Alex Williams: We’ve talked about what you’ve done in the past, and we got into Cloud Foundry a little bit. The one question I have been thinking about is: what’s your mandate in your new role with the Cloud Foundry Foundation?
Sam Ramji: The mandate is to generate a global ecosystem of apps and app developers that are writing to Cloud Foundry.
To give that a sense of scope: when I left Microsoft in 2009 it was a $65 billion revenue company with $24 billion in profits. The important thing is: that was all stacked underneath an ecosystem that was generating about $450 billion — about an eight-to-one ratio between revenue realized by the ecosystem and that recognized by Microsoft. That’s really good platform economics. Even more importantly, that’s not just all custom software. That’s not people just writing things on the fly. That was powered by 70,000 independent software vendors and 1.2 million partners. So, when I think about the shape of a platform ecosystem, it’s an inverted pyramid.
The mandate for Cloud Foundry is to be the platform at the bottom of an inverted pyramid where we can enable thousands of ISVs, along with millions of developers, to build standardized software that can simply deploy and install into a Cloud Foundry fabric.
Alex: That’s a lot different than in those days you’re talking about, where it was a pyramid …
Sam: Right, you had your component suppliers that would roll up to your subsystem suppliers that would roll up to your assembled parts suppliers, and then you turn that into a product, and maybe you deliver that finished product out to your users. This is the opposite of that — it’s a platform that sits underneath it all and enables, and ideally organizes, all that activity.
So, our real mandate is to make the market for enterprise software development and apps more efficient. We think that the cleanest way to do that is to look directly at the developers, the development experience, and deployment into the cloud. If we’re executing well in Cloud Foundry, then developers who are building custom solutions — whether they work for agencies or systems integrators, or directly for enterprises, or even startups — are finding it easier to write code and have it just run, reducing their operational burden.
You could build packaged software that is solely dependent on Cloud Foundry, so that you could say, “I want SugarCRM,” and, just like you can click a tile in Android or in iOS and then the app is installed, you could have that kind of experience for SugarCRM, or Amdocs, or Documentum, as a data center-scale application. Just click the tile, it goes and finds its dependencies through Cloud Foundry and Cloud Foundry infrastructure, and it runs. It’s almost unimaginable now — it sounds like science fiction, but that’s what a really good app platform would do for cloud computing.

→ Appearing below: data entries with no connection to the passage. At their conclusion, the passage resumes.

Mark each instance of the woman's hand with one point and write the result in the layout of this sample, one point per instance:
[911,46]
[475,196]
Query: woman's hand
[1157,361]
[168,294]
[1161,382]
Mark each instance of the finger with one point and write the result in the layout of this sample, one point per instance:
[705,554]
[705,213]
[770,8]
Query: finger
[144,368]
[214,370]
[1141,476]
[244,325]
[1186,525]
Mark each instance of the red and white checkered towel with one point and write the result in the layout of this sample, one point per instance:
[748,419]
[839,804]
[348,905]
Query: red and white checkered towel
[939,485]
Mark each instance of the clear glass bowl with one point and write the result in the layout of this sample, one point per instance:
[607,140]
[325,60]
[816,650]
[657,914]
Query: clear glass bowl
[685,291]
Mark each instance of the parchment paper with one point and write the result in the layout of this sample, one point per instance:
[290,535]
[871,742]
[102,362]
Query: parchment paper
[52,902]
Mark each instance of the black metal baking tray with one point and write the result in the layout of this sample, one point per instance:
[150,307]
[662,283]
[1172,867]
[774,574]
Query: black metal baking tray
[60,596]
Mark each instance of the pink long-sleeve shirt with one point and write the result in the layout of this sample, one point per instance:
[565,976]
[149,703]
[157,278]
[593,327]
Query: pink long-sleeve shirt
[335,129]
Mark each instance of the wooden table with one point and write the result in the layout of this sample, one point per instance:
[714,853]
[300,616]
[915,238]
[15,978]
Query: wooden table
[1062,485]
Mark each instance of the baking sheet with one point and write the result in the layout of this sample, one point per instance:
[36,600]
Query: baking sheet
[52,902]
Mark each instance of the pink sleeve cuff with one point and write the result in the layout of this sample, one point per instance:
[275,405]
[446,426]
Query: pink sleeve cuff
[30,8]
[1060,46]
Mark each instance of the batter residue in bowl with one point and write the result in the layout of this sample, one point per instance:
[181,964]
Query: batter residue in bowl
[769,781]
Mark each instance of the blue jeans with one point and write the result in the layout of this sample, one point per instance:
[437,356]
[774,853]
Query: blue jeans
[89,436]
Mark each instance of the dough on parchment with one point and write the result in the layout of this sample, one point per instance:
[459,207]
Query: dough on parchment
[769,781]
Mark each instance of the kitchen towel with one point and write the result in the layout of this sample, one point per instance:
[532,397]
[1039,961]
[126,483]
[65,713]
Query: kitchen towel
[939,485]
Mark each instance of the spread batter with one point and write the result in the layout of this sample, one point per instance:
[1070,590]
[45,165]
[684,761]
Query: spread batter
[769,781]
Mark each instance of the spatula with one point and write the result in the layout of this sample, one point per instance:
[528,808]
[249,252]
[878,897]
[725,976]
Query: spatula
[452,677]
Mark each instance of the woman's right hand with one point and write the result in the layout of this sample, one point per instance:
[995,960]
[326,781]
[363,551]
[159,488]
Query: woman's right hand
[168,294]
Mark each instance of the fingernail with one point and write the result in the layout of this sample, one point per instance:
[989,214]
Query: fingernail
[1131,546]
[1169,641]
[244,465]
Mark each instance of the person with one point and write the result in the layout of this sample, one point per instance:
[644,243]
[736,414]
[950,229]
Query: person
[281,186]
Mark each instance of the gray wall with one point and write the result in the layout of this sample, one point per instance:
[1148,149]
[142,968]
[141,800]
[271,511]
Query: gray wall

Alex: We’re seeing examples of that with the capabilities in some of these new platform as a service environments — Cloud Foundry’s use inside ActiveState, for instance, and in container orchestration.
Sam: The key to a successful platform is almost a chicken and egg problem. Everybody talks about “the platform bootstrapping problem,” which is, it needs to be ubiquitous. To achieve ubiquity, there has to be some value to everybody in having it be everywhere.
The value that you need to provide as a platform is portability. You have to believe — belief is important, and it has to actually work — that you can take your application from one Cloud Foundry environment to another, to another, to another. Whether it’s your scripts, or your code, or whatever it is that you think of as making the application — and whether those environments are public and hosted, or are your own on-premises — that portability’s got to work. That’s why you would deploy this everywhere, so that it becomes ubiquitous.
The flipside of portability is interoperability. Below the pyramid, it’s got to interoperate with the leading, and even marginal, IaaS technologies. Just like PaaS is not a great cognitive frame, IaaS is a little loose. It’ll change — right now IaaS is more of a bumper sticker rather than the actual car. So, you need cluster management, orchestration, and integration with virtual machines and virtualization engines.
Sometimes you need something closer to bare metal — look at IBM SoftLayer, for example. There is a real world — with real metal, real electrons, real electricity and real networks plugging-in — that has to be made available to an application platform like Cloud Foundry. We must be able to be very widely adapted.
The success of Windows in the ’90s was that regardless of the set of PC hardware components — and there were millions of components and hundreds of millions of combinations — they all just worked. The drivers had been built, there were Device Driver Kits, there was a hardware qualification lab, and you knew that these things could be certified. Regardless of how many mainstream or marginal things you plugged-in, it would all talk to an operating system that would run the applications you cared about. That portability that you get at the top layer is the purpose of an application platform.
Certainly, we have to differentiate through elasticity — it’s called Cloud Foundry because it provides cloud scale, but that’s not valuable if you can’t move your apps around. So in order to enable that, you have to have interoperability below so that you can adapt this thing into many different data centers, whether it’s AWS, or Bluemix, or Equinix …
Alex: … Which really speaks to this major theme in 2015 of developing and managing applications at scale across multiple data centers and cloud services. Doesn’t Cloud Foundry have to be installed in different places in order to create that elasticity?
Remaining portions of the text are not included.